Quest Diagnostics Data Breech
The most recent Data breach involves Quest Diagnostics. Quest is among the largest medical testing labs on the planet. The unfortunate thing about this breach is the magnitude. Over 12 million people may have had Personal, financial and other information compromised. What’s more Quest was not the party that was hacked. In fact it was a subcontractor who worked for the company Quest contracted with to handle their billing.
Third Fourth Party
This is really bad in many ways other than the 12 million Quest customers who had their information stolen. While Quest was not hacked they are still seen as the responsible party by the customers. Quest uses Optum360 for its billing collections. Optum360 in turn uses AMCA(American Medical Collection Agency) for those services. Apparently AMCA told quest of the breach in mid May but were unsure of when the breach/hack occurred. The story is longer and more involved than I am going to engage in here, but this is the 30,000 foot overview.
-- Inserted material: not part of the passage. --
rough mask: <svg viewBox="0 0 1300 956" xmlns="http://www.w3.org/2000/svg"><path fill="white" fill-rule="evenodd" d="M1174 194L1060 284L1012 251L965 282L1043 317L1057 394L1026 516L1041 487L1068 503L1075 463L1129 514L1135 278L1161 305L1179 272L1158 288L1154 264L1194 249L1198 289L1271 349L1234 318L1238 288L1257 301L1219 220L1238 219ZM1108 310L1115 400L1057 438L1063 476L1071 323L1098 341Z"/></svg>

The point here is that you need to be specific when outsourcing operations. You need to know and agree to exactly who is going to be doing the your work. This is especially true when it involves PII, PHI or Financial information. The reason should be clear. The news and other media top stories all imply on the surface that Quest Diagnostics was the company whose systems were compromised. As you know media always wants the most compelling headlines. If they were to say AMCA was breached, fewer readers/viewers would pay attention.
My question is who else uses AMCA for their collection services. How many other peoples information may have been stolen. What if anything will AMCA, Optum360 and Quest be required to do if identities are stolen. Can this information be sold to insurance companies? Could it be used against the victims in the future. Perhaps for health care related situations or to increase their premiums.
Are Your Systems at Risk
The details of the breach are still unknown. The fact remains that no business with an online presence is at risk of their systems being compromised. The biggest threat to most businesses is not of being hacked by some nefarious character. It is from inside its own employee base. It could be a disgruntled employee intent on causing as mush damage as possible. Possibly someone who feels they don’t get paid enough exfiltrates proprietary information and sells it to the competition. The biggest insider threat is an uninformed employee. Careless actions like inserting a thumb drive that is of unknown origin or clicking on a link in an email.